Einblicke in den Alltag hinter geschlossenen Mauern gaben Gerit Timmerkamp, die Rektorin der angegliederten Agnes-Neuhaus-Schule und Heimleiter Frank Woltmann.
Es sei „ein Segen“, dass der „Sozialdienst Katholischer Frauen“ das großzügige Gautinger Gelände zwischen Starnberger Straße und Hangkante einst „übergeben“ habe: Zum symbolischen Kaufpreis von „einer Mark“ ging das Areal vor 33 Jahren an den Caritasverband, erinnert Woltmann. Deshalb liege die Gautinger Jugendhilfe-Einrichtung heute auf einem grün eingewachsenen Grundstück – „mit viel Platz“ für Freizeit und Sport.
Vor drei Jahrzehnten wurden hier vor allem „Punks“ von der Straße in geschlossenen Wohngruppen intensiv betreut, wirft der Heimleiter und Psychologe den Blick zurück.
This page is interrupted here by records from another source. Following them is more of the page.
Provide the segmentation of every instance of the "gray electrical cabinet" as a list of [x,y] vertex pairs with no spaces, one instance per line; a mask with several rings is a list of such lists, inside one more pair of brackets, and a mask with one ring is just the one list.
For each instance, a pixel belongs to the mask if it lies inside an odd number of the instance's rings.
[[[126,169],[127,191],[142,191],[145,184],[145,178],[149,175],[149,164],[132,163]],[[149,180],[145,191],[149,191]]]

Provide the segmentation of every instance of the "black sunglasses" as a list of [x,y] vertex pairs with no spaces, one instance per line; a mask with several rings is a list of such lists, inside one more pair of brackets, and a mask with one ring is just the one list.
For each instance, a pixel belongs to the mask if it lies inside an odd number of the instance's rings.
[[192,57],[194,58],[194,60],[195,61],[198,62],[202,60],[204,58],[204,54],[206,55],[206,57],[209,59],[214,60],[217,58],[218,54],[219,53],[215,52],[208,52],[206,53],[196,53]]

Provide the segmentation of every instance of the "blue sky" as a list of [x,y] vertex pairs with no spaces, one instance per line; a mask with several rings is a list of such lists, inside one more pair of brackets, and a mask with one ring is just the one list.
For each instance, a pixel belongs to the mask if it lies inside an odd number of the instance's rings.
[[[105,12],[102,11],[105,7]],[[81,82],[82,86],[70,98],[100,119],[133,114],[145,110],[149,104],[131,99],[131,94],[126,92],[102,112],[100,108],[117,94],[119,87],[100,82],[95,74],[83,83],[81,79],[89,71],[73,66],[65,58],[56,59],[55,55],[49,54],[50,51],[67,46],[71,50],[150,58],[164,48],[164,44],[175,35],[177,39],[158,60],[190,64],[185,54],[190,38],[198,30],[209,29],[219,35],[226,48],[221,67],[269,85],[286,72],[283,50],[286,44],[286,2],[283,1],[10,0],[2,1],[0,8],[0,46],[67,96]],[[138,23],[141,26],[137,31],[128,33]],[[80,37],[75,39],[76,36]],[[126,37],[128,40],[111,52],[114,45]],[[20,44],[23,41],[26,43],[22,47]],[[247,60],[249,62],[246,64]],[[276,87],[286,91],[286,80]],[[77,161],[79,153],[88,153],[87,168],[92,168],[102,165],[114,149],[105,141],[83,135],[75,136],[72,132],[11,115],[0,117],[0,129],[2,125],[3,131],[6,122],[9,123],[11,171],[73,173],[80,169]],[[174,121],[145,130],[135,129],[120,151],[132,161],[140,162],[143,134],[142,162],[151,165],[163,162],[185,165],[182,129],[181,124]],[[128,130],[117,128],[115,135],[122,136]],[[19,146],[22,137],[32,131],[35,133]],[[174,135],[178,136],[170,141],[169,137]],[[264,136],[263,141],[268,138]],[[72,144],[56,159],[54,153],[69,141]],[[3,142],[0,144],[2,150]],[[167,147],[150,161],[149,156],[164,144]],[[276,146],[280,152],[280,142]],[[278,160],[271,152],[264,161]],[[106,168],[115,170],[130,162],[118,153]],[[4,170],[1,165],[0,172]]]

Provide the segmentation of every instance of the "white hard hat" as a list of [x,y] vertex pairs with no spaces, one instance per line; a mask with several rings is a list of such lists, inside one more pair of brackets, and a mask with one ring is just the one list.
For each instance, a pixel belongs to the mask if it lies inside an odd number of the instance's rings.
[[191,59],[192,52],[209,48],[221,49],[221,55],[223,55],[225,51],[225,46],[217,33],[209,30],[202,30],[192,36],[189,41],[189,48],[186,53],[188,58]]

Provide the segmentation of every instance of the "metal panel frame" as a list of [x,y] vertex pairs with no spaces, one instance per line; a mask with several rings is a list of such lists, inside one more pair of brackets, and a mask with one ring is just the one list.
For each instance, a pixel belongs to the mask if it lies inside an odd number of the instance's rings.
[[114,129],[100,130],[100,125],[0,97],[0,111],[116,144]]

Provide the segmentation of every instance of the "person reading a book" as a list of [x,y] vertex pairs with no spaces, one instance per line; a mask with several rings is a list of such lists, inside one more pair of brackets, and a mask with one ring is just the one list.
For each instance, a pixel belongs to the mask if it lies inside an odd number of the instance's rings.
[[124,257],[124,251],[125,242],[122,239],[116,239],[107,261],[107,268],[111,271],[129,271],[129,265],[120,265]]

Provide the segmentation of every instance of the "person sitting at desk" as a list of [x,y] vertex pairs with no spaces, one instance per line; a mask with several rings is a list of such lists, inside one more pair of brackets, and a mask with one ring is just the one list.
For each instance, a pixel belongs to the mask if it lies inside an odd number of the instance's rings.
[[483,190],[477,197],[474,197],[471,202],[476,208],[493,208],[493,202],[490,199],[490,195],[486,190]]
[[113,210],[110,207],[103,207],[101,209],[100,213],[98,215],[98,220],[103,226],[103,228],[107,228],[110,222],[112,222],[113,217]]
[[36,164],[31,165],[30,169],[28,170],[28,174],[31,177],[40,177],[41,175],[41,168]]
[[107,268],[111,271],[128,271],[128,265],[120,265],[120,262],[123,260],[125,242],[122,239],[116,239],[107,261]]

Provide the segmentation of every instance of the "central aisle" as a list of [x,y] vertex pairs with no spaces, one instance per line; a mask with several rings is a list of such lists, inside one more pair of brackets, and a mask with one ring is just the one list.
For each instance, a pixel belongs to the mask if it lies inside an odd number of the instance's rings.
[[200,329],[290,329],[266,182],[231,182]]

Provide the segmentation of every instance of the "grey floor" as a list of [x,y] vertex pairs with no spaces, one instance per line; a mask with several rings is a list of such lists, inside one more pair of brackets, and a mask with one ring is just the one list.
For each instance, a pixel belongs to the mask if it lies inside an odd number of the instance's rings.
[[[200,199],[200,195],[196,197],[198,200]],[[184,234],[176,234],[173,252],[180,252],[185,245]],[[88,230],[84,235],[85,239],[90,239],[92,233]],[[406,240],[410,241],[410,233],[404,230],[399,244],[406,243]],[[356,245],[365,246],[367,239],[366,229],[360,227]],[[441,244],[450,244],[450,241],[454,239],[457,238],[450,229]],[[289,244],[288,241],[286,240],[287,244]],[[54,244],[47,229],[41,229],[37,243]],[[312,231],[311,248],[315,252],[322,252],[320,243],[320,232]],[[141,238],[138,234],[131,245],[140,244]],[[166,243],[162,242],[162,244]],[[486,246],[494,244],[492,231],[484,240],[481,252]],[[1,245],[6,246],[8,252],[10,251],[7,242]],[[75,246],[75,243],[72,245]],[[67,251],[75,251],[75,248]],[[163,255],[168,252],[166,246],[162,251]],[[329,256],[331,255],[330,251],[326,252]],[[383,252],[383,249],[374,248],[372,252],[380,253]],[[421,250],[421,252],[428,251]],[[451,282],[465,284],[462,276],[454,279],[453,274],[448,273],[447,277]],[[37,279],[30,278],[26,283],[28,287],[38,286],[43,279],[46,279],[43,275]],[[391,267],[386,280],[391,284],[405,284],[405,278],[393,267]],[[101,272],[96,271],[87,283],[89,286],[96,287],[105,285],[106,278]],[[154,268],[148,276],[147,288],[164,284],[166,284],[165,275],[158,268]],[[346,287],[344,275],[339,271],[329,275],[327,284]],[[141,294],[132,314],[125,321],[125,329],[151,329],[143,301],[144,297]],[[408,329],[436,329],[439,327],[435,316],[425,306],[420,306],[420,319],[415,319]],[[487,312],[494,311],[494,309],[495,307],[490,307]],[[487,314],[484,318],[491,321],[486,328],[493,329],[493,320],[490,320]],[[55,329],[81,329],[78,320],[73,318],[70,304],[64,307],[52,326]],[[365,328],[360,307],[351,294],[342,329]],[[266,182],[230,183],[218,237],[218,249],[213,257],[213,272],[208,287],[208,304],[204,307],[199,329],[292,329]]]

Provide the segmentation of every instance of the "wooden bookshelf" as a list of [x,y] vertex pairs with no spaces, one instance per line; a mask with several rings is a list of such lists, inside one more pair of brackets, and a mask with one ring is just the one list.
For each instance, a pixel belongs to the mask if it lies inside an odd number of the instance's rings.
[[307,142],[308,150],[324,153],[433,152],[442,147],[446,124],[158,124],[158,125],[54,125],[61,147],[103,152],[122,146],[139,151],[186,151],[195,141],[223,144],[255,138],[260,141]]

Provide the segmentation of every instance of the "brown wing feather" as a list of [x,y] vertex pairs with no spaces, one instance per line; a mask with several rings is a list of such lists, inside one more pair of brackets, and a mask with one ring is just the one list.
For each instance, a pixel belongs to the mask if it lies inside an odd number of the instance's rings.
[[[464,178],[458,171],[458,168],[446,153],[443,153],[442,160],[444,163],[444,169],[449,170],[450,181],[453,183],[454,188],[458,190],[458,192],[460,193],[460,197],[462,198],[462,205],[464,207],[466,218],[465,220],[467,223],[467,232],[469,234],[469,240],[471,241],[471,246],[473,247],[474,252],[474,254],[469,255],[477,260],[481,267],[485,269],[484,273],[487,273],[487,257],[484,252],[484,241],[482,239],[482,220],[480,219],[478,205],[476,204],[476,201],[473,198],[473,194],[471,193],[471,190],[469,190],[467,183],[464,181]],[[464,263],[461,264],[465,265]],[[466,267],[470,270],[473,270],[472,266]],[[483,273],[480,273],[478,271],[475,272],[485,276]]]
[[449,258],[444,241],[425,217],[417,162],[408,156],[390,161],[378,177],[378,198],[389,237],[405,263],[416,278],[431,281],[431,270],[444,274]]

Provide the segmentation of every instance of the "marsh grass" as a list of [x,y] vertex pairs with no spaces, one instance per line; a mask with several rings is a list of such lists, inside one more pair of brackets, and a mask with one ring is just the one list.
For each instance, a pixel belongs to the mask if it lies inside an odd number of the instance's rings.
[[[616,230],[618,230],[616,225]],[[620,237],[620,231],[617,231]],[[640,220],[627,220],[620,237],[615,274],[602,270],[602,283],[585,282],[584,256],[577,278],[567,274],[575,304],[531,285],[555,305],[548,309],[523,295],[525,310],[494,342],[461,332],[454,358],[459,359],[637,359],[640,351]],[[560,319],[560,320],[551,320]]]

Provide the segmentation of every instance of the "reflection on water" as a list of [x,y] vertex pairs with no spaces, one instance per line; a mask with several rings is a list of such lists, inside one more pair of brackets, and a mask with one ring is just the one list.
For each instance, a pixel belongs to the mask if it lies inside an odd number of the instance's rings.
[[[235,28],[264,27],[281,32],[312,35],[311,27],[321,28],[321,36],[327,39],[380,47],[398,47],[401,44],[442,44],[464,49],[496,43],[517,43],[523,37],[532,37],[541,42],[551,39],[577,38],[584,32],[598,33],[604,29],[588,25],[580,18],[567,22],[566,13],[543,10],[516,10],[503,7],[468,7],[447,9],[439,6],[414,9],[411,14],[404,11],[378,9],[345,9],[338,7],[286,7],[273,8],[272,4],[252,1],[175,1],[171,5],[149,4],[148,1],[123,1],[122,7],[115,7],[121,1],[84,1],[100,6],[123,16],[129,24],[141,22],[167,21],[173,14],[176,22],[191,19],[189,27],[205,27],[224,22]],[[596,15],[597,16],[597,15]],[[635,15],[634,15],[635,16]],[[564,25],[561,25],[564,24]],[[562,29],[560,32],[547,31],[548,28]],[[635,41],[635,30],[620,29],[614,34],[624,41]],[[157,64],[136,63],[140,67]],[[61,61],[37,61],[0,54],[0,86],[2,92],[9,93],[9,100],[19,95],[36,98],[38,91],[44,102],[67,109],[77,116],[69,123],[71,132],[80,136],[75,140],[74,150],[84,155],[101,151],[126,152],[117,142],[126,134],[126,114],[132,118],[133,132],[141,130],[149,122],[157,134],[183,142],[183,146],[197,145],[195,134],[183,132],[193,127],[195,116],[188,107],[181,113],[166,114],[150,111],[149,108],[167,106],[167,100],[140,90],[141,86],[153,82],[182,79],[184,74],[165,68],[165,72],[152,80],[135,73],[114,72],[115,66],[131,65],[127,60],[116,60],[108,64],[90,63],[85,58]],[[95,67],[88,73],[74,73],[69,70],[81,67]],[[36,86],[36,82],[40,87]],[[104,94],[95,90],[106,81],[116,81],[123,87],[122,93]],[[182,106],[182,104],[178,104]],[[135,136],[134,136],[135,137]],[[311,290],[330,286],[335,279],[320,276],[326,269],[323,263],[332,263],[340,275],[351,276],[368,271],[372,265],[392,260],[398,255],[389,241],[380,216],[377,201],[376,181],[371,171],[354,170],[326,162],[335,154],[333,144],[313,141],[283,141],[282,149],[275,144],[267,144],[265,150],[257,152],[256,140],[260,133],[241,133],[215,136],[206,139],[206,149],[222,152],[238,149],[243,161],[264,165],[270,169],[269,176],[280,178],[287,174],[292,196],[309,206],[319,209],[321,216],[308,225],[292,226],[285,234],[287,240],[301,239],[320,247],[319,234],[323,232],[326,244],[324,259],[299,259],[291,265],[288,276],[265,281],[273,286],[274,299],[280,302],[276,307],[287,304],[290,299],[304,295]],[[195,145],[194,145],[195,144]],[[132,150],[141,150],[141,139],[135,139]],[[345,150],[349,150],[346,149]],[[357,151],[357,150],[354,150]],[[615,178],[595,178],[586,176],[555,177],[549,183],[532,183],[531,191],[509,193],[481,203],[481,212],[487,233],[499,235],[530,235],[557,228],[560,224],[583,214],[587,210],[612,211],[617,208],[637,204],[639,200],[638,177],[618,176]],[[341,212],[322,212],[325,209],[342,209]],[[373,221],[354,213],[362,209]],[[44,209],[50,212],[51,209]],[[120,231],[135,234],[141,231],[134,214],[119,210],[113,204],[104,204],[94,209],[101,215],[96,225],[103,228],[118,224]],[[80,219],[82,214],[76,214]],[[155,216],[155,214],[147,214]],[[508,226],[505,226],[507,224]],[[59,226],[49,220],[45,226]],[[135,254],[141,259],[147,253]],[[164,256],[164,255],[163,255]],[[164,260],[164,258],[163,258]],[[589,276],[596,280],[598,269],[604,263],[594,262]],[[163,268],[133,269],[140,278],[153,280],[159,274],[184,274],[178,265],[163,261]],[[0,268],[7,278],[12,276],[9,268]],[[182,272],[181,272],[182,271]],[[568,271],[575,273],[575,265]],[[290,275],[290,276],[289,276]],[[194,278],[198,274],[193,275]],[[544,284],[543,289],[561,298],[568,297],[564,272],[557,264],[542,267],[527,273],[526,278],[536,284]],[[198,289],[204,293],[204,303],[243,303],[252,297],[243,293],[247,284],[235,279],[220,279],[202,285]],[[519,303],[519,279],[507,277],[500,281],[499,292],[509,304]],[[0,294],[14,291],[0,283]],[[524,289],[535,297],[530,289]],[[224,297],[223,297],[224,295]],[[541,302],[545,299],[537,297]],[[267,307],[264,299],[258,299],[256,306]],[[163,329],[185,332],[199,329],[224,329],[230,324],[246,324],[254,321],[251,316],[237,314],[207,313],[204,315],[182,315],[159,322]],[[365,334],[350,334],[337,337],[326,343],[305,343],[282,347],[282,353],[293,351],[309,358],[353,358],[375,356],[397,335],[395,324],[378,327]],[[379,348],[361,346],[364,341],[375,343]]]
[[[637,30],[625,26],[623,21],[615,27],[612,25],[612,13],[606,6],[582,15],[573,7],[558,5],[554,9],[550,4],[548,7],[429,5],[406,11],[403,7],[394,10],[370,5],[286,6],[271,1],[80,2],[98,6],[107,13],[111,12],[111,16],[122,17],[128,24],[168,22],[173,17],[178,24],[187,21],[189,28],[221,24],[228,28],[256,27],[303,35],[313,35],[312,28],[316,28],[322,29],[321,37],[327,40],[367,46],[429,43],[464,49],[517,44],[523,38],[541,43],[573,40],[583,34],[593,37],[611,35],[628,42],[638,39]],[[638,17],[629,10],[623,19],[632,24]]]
Heute kämen die Mädchen aus fast allen gesellschaftlichen Schichten: Es gebe psychisch kranke Jugendliche aus „schwierigsten, prekärsten Verhältnissen.“ Aber auch die Tochter aus der Lehrer-, Sozialpädagogen-, Psychologen- oder Polizistenfamilie.
„Wir leisten da ein Stück Nacherziehung“, erklärt Psychologe Frank Woltmann. Der Gautinger Heimleiter weiß, wovon er spricht: Zu Hause habe er selbst Kinder im Pubertätsalter, betont der 52Jährige.
„Schlimmste Lebensverhältnisse“ mit Gewalt. Missbrauch, hätten die betreuten Mädchen „schon hinter sich“, sagt Rektorin Gerit Timmerkamp. Die 13- bis 17-Jährigen überlebten auf der Straße – und entzögen sich pädagogischen Maßnahmen durch Weglaufen. Doch bevor die Mädchen durch richterlichen Beschluss in die geschlossene Jugendhilfe-Einrichtung kommen, „wird alles probiert.“
In Gauting lernten die Jugendlichen erst einmal wieder „Erwachsenen zu vertrauen.“ Aber auch „sich selber.“
Weil die Agnes-Neuhaus-Schule direkt auf dem Gelände liegt, sei die Chance gering, dass die Mädchen auf dem kurzen Weg verloren gehen, ergänzt Heimleiter Frank Woltmann. In den Wohngruppen übernachte eine pädagogische Fachkraft, welche die Mädchen morgens zur Schule begleitet – und der Sonderpädagogin gleich mitteilt, ob`s einen Konflikt oder eine Selbstverletzung gab.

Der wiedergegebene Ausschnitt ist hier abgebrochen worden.